Jessica Pratt - Quiet Signs - Albums - Reviews - Soundblab

Jessica Pratt - Quiet Signs

by Bill Golembeski Rating:8 Release Date:2019-02-08
Jessica Pratt - Quiet Signs
Jessica Pratt - Quiet Signs

Jessica Pratt’s music is the stuff, to quote Carl Sagan, that “tallies the fall of every sparrow.”

And that’s not a criticism: This is a sensitive and mysterious singer-songwriter record that is a gentle combustion of picked guitar, plaintive piano, and a distant and dancing flute. Jessica has the voice of innocence that has been aged in one of those bourbon barrels that makes my Scottish ale taste so good.

This album sips time, and it echoes the sublime music of Vashti Bunyan, Bridget St. John, Sibylle Baier, Meg Baird, and the ephemeral mysticism of David Crosby’s “Guinevere.”

You know, there’s a Seinfeld episode in which Kramer dates a low talker who created the puffy shirt. Of course, all within earshot must bend forward to earnestly attempt to hear the woman’s words. This album is a bit like that.

And, once again, that’s not a criticism: This is coffee house folk music that compels the late-night caffeine consumer to lean forward in silent respect for very quiet and very beautiful sounds that fall into the late evening hours.

This music demands, in its own quiet way, patient attention.

The album is one of simple beauty. “Opening Night” is a piano instrumental overture with wordless vocals.

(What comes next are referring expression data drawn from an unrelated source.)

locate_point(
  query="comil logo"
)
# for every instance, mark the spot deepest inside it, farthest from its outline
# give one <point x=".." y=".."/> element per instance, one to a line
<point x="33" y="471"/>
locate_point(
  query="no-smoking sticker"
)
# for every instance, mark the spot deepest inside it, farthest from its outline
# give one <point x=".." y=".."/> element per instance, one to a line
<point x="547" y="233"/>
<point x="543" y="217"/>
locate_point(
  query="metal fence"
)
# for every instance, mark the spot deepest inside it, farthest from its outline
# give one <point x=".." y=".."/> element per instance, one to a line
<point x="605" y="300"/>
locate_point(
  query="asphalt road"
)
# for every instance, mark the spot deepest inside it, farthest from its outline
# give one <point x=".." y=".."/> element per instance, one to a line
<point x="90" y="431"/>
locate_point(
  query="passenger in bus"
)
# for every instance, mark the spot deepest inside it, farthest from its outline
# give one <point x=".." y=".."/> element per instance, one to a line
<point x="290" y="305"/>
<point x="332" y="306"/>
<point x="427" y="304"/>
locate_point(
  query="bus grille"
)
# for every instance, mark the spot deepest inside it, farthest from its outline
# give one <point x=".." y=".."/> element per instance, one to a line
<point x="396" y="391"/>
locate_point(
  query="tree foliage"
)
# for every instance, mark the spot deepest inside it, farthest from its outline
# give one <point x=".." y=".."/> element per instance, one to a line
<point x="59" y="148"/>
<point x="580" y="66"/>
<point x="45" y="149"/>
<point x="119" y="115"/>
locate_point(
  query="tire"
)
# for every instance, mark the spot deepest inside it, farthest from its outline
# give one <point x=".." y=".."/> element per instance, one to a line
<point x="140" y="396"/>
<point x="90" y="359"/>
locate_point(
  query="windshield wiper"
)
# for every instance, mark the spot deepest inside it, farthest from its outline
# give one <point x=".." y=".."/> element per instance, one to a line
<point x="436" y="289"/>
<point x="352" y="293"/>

It’s deep, with a lot of space between the notes. But “As the World Turns” begins with a strummed guitar and the innocent-aged bourbon barrel voice. The melody is worth a thousand pictures and flickers like that old zoopraxiscope Eadweard Muybridge very first film of Occident, the cinematic hero and forever running horse.

Odd: this music is very sepia old and new at the same time.

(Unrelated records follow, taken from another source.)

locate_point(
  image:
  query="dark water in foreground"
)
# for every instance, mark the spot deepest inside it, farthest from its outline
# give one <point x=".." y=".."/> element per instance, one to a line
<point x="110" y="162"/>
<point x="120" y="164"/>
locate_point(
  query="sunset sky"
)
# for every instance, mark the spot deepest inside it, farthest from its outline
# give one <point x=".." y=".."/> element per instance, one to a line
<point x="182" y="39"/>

Odd (again): my friend, Kilda Defnut, says the same thing about the universe.

And records spin forever, just like a horse captured on film will always run in a Grecian Urn sort of way.

“Fare Thee Well” continues in the strummed melodic beauty. A flute flirts as Jessica’s voice plays with time. This is approaching Nick Drake territory.

The simple beauty continues. “Here My Love” sings the melody of silence. And “Poly Blue,” again, is folk purity that (almost) hints at some melody of a great Petula Clark hit song from the Sixties swinging London. “This Time Around” is spooky and pretty as its melody pleads its patient pace.

And the silent beauty continues to continue. “Crossing” haunts its own vinyl grooves. “Silent” almost sings for itself. This is a late-night introspective tune that quietly burns like a candle.

The final song, “Aeroplane,” extends the mystery. It bops (in a folky way) and loves the spectral world. It hovers in the coffee house air of long ago that is, suddenly, the very here and the very now.

Low talking that cares about the tally of every fallen sparrow, matters, once again. Yeah, this album is too brief at twenty-seven minutes. But, yeah (again), that can be forgiven, because this record is the quiet glade of folk music coffee house beauty.